Coup in Egypt, deposing the Muslim Brotherhood President Morsi, who had been elected by 51% of the Egyptian vote. Thousands of people jammed Tahrir Square overcome with joy as the army head announced that they were toppling the government. In a split screen, in another square thousands of Morsi supporters stood quietly, looking stunned. The Muslim Brotherhood TV station was closed and its employees taken into custody. Morsi’s supporters vowed to fight the coup, to the death if need be. A coup is always practiced on the skin of the people.
I was riveted to aljazeera’s live feed, wondering what PM Erdogan was thinking as he watched on his wide-screen TV. See, he might say to his followers, this is just like those coup-loving Gezi protesters I told you are agitating to get their old power back. This is what will happen if I let the Gezi protests get out of hand.
But the Gezi protesters aren’t Kemalists, and Morsi was incompetent and unsuited to the job of president. He spent so much time consolidating power and alienating people outside of his Muslim Brotherhood constituency that he had no time to plug the economic drain and rein in the security forces who were as busy manhandling and arresting people on trumped up charges as under Morsi’s autocratic predecessor. Morsi was divisive and arrogant and “the other half” of the Egyptians no longer felt safe or even heard.

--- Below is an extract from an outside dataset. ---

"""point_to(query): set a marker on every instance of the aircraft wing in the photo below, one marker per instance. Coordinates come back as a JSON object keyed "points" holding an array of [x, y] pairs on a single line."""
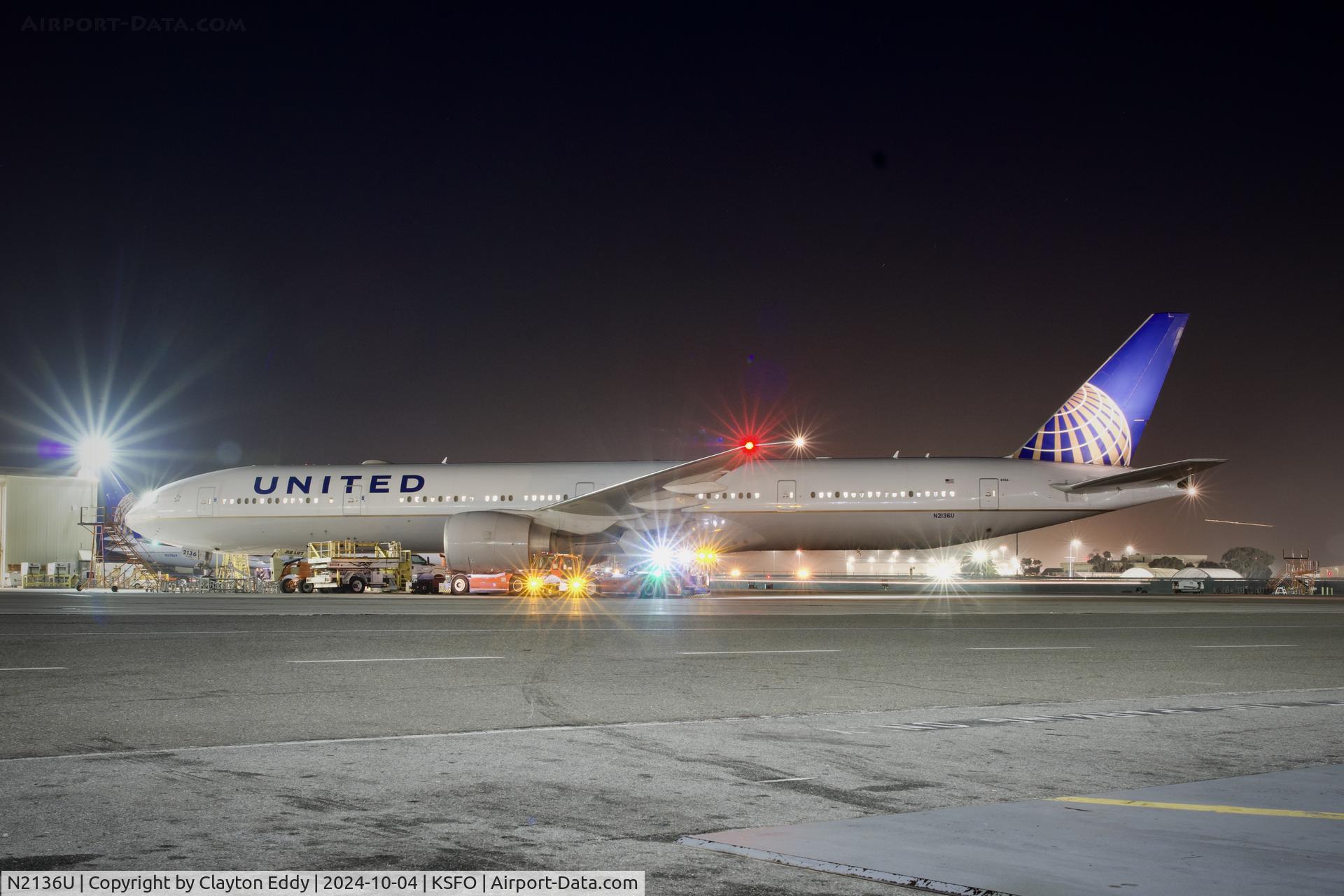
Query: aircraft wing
{"points": [[1174, 472], [671, 489]]}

PM Erdogan, by contrast, was a pro and handled most economic and infrastructure issues with aplomb, fixing, improving, giving a lot of people some of what they wanted and needed. The army is probably no longer a threat, even if Erdogan hadn’t met expectations. But the rest of the paragraph above applies. Erdogan is playing the divisive card, perhaps to rally his base in advance of upcoming local elections, but it’s a foolish and dangerous game to diss half your population.
It seems in Turkey as in Egypt, the pious Muslim party insists on the ballot box because it knows it can fill it. In Egypt politically weak liberals who are unable to win the election applaud the coup reset button. In Turkey, in the recent past, some Kemalists called for the army to do its “duty” and topple the AKP, but so far the new protesters in the Gezi public square just want to be heard, want to be part of the democratic process. Go get yourself the votes, then, PM Erdogan replies, otherwise don’t bother me. And in his gruff way, he’s right — the protesters need to get inside the system if they wish to change it.
The Turkish public’s new expectations are in part a result of AKP’s success — a new, global economy, an expanding middle class, better educated youth. Instead of applauding them, it appears the the government doesn’t understand them and is afraid of them. But Gezi protesters are not coup-loving Tahrir Square denizens. Yet. Maybe never.